The question of which streaming services might ultimately team up remains uncertain. A partnership between Peacock and Paramount+ or Discovery+ would seem more logical than a combination with HBO Max, given the different content strategies and target audiences. However, the launch of HBO Max demonstrated that conventional logic may not always prevail. AT&T’s decision to consolidate all of WarnerMedia’s assets into a single mega-service, despite potential brand dilution and audience confusion, suggests a belief that quantity trumps quality.
The presence of advertising is another crucial factor in the streaming landscape. Peacock offers both ad-supported and ad-free subscription tiers, while CBS All Access and Discovery+ also feature ad-supported plans. HBO Max, however, currently operates without advertising. There are indications that this may change, with plans to introduce ad-supported tiers as early as this year. A potential merger involving HBO Max could involve segmenting content, with broadcast and licensed programming featuring ads and premium projects residing behind a paywall.
HBO Max has also faced challenges in subscriber acquisition. With just over 17 million activations, it lags behind its competitors. The pressure to increase subscriber numbers and generate revenue is likely to drive further consolidation and strategic partnerships.
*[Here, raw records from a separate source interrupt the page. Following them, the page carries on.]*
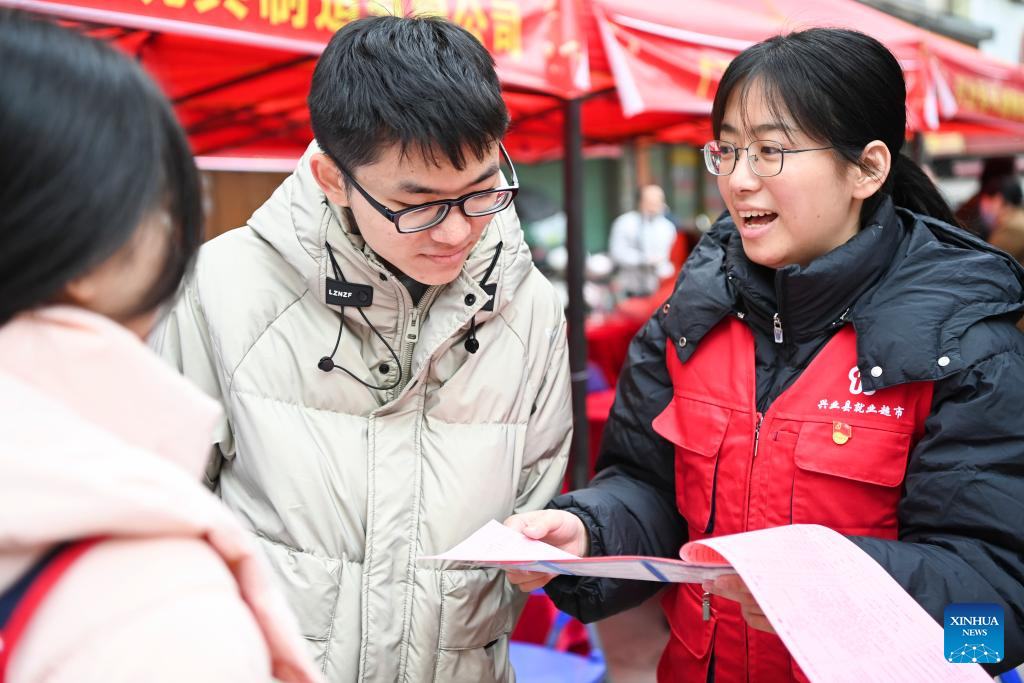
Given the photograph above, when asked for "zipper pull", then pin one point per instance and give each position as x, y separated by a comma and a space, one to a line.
412, 332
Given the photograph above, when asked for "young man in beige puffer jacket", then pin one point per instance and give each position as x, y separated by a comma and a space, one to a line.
359, 438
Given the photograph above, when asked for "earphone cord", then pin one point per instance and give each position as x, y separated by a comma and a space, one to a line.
341, 326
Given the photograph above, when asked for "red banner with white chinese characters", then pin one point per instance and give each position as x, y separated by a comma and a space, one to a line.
537, 44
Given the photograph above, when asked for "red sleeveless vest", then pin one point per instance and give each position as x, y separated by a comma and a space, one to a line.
824, 453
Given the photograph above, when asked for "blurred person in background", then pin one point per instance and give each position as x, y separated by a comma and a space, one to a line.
969, 213
999, 207
640, 244
116, 563
837, 351
393, 368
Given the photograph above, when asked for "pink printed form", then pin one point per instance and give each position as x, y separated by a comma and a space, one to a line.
842, 616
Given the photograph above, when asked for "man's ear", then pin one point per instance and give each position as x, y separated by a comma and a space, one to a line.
330, 179
877, 164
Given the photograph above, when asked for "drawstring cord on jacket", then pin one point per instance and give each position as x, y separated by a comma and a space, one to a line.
472, 345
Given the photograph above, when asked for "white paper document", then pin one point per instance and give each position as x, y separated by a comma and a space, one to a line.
498, 546
841, 615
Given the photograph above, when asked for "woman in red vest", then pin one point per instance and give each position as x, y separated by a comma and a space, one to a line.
837, 352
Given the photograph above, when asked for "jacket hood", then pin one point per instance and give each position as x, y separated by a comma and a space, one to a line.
938, 283
298, 221
100, 438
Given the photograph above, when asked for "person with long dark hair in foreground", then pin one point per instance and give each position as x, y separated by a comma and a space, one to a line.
116, 564
837, 352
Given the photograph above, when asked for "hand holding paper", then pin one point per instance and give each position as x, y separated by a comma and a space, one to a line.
498, 546
556, 527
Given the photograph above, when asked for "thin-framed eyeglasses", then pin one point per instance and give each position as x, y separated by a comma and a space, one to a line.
764, 157
427, 215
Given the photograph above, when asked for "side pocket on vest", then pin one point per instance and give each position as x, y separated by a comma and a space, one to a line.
696, 429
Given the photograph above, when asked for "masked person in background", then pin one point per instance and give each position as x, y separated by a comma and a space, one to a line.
116, 563
392, 367
640, 244
836, 352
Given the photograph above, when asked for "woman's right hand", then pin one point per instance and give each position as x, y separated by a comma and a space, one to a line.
555, 527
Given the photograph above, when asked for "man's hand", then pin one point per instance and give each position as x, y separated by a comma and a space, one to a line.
732, 587
555, 527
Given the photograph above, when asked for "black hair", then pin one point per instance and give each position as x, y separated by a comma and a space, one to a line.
91, 150
843, 88
1007, 186
423, 83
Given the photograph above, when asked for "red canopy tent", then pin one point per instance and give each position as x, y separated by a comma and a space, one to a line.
670, 58
239, 71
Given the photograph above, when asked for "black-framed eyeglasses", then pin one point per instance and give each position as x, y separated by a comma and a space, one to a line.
764, 157
425, 216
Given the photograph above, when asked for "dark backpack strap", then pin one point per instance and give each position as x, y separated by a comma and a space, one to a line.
19, 602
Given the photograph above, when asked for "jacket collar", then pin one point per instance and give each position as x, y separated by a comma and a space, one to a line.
298, 221
812, 301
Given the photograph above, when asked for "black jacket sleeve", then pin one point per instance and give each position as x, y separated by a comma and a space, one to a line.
629, 507
962, 517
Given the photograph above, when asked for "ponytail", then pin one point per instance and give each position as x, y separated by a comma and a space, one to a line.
911, 188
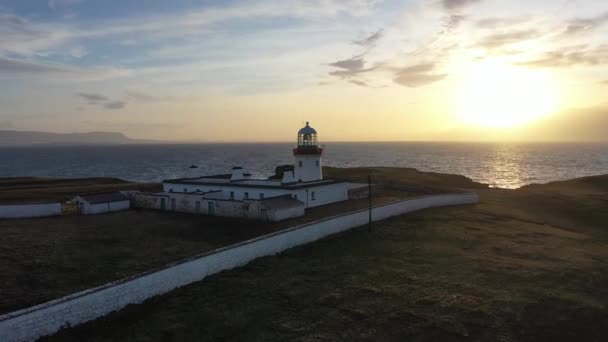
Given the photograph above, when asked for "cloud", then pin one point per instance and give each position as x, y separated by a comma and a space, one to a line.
55, 4
91, 97
147, 97
499, 40
78, 52
359, 83
578, 26
352, 64
418, 75
7, 124
102, 100
567, 57
371, 39
453, 5
114, 105
13, 66
494, 23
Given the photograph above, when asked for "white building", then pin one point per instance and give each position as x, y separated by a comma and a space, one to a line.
102, 203
238, 194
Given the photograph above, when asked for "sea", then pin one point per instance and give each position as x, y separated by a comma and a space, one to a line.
503, 165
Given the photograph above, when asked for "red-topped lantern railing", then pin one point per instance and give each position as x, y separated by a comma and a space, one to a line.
301, 150
307, 142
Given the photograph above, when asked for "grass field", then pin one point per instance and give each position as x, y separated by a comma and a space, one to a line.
47, 258
529, 264
32, 189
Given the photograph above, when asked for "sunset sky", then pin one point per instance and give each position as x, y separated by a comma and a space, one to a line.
359, 70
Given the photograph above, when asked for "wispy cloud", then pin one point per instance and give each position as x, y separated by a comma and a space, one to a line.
578, 26
13, 66
114, 105
371, 39
92, 97
500, 40
453, 5
102, 101
418, 75
568, 57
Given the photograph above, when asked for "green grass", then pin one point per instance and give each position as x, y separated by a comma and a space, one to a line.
47, 258
521, 265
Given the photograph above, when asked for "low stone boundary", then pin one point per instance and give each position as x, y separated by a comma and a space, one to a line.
47, 318
23, 210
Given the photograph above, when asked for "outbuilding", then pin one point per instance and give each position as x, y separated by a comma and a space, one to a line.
100, 203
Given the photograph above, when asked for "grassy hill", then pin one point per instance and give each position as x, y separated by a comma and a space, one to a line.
32, 189
522, 265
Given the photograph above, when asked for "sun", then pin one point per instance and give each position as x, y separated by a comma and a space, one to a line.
498, 95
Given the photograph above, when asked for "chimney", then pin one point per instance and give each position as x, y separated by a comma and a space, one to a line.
237, 174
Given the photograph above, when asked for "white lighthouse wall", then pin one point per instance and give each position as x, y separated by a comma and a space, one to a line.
322, 195
311, 169
313, 196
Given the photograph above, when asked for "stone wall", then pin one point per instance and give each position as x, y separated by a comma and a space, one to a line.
22, 210
47, 318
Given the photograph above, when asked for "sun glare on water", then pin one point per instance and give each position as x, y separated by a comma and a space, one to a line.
499, 95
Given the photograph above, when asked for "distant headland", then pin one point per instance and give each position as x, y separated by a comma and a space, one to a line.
28, 138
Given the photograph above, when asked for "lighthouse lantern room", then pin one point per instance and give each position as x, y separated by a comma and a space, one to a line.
307, 155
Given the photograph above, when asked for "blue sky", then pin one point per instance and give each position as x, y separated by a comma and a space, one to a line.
212, 70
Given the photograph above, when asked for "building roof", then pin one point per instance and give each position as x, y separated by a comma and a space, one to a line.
251, 183
282, 202
307, 130
104, 197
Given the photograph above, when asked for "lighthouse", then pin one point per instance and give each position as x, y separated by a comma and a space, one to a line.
307, 154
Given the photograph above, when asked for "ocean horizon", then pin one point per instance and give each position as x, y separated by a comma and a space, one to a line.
504, 165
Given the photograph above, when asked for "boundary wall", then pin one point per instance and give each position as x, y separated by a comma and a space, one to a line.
47, 318
23, 210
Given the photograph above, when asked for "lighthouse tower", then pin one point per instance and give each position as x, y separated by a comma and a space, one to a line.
307, 155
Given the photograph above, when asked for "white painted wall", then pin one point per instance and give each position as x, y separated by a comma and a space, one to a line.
99, 208
47, 318
324, 194
311, 169
22, 210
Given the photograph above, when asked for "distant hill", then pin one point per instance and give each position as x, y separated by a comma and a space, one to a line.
25, 138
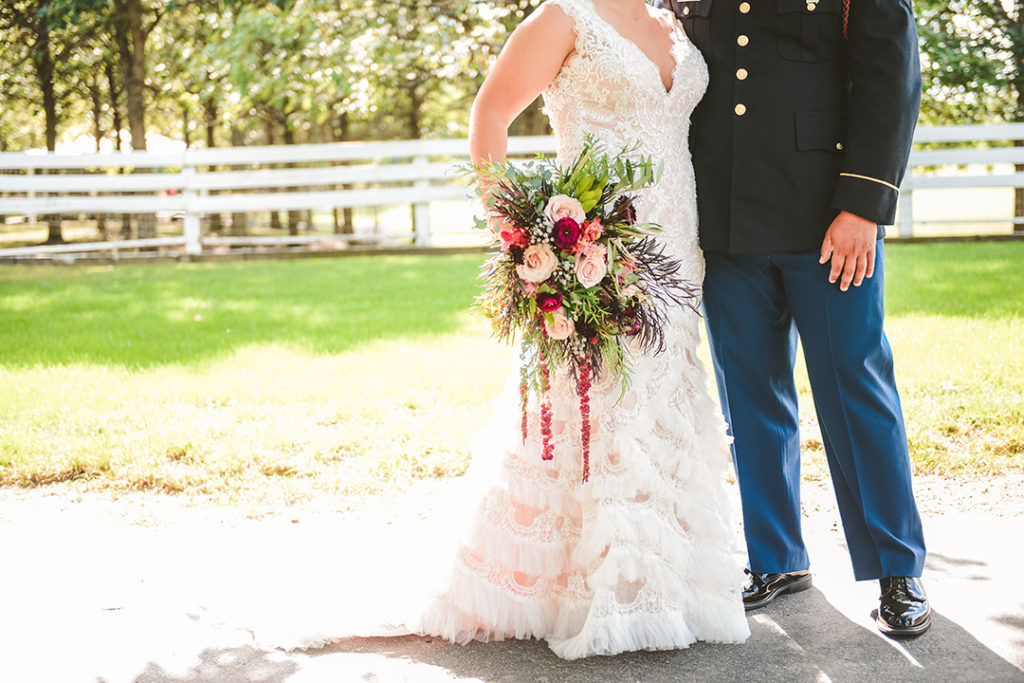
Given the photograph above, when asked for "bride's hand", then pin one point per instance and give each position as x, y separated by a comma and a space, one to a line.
850, 245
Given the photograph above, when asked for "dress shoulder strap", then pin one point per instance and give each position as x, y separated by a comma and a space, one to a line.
583, 14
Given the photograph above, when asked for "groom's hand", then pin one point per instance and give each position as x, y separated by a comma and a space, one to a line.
850, 245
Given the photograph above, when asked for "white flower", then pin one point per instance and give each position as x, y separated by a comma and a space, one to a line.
591, 266
560, 327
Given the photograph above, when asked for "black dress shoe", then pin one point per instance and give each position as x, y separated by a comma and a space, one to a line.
903, 609
763, 588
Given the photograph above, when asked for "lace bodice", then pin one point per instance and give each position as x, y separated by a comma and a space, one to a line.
612, 90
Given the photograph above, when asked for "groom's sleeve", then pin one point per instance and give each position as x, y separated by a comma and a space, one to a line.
885, 99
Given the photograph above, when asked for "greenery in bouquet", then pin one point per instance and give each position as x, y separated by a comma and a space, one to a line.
577, 276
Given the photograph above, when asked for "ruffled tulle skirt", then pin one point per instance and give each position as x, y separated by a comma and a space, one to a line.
640, 557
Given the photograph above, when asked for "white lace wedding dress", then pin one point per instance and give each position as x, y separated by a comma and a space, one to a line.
642, 555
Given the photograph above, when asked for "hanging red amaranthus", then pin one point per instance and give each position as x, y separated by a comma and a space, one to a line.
523, 388
548, 452
585, 374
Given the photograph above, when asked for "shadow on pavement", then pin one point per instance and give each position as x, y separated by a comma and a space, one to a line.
803, 638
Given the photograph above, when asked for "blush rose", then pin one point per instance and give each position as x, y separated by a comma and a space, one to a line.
563, 206
591, 267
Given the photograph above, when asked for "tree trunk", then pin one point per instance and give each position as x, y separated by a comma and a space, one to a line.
130, 38
531, 121
240, 220
1018, 50
347, 223
293, 215
43, 61
274, 214
214, 221
415, 112
97, 135
115, 92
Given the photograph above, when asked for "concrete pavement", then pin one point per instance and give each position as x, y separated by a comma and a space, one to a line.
110, 591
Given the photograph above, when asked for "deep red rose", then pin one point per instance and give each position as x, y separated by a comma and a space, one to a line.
549, 302
566, 233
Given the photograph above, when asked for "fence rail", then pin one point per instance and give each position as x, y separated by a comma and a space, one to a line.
344, 175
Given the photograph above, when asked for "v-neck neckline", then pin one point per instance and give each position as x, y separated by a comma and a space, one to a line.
654, 65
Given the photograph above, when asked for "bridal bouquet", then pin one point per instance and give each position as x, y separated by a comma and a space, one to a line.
577, 275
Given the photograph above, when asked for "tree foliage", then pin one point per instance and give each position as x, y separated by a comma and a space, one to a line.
972, 60
208, 72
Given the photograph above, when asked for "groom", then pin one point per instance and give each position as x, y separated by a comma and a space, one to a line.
799, 146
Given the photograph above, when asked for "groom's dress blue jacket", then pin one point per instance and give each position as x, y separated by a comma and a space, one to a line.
799, 123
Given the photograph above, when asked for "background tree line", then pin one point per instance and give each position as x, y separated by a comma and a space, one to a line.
212, 73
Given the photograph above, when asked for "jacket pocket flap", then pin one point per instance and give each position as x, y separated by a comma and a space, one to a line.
820, 130
832, 6
695, 7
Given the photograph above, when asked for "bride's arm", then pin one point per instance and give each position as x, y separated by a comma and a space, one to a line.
530, 59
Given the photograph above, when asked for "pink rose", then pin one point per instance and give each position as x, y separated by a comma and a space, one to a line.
562, 206
538, 263
512, 237
591, 267
559, 327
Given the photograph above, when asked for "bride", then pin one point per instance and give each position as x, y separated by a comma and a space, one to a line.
639, 557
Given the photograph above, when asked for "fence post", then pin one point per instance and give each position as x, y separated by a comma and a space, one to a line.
194, 244
421, 211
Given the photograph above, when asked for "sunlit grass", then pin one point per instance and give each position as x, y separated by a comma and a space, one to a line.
268, 383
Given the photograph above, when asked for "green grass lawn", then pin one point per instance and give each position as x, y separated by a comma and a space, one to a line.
271, 382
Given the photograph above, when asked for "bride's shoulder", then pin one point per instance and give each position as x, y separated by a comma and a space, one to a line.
554, 13
665, 16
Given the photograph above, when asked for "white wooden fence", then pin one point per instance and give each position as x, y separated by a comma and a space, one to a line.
334, 176
368, 174
980, 157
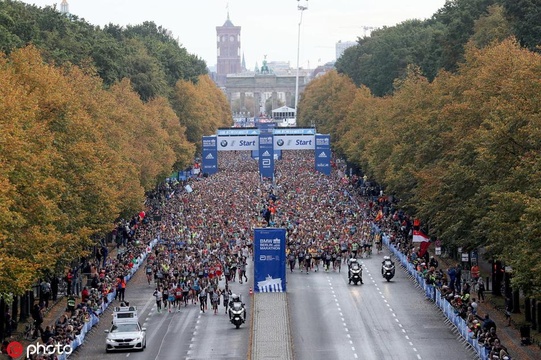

The underlying message is clear: mergers are inevitable. No streaming service can be sustained indefinitely without generating substantial revenue. As the streaming wars intensify, the need for strategic alliances and consolidation will become increasingly urgent. The landscape is constantly evolving, and the next few years will likely witness significant shifts in the competitive dynamics of the streaming industry.
The added responses from WarnerMedia and ViacomCBS declining to comment further emphasizes the sensitive nature of these potential deals and the high stakes involved. The streaming wars are far from over, and the battle for subscribers and profitability is just beginning.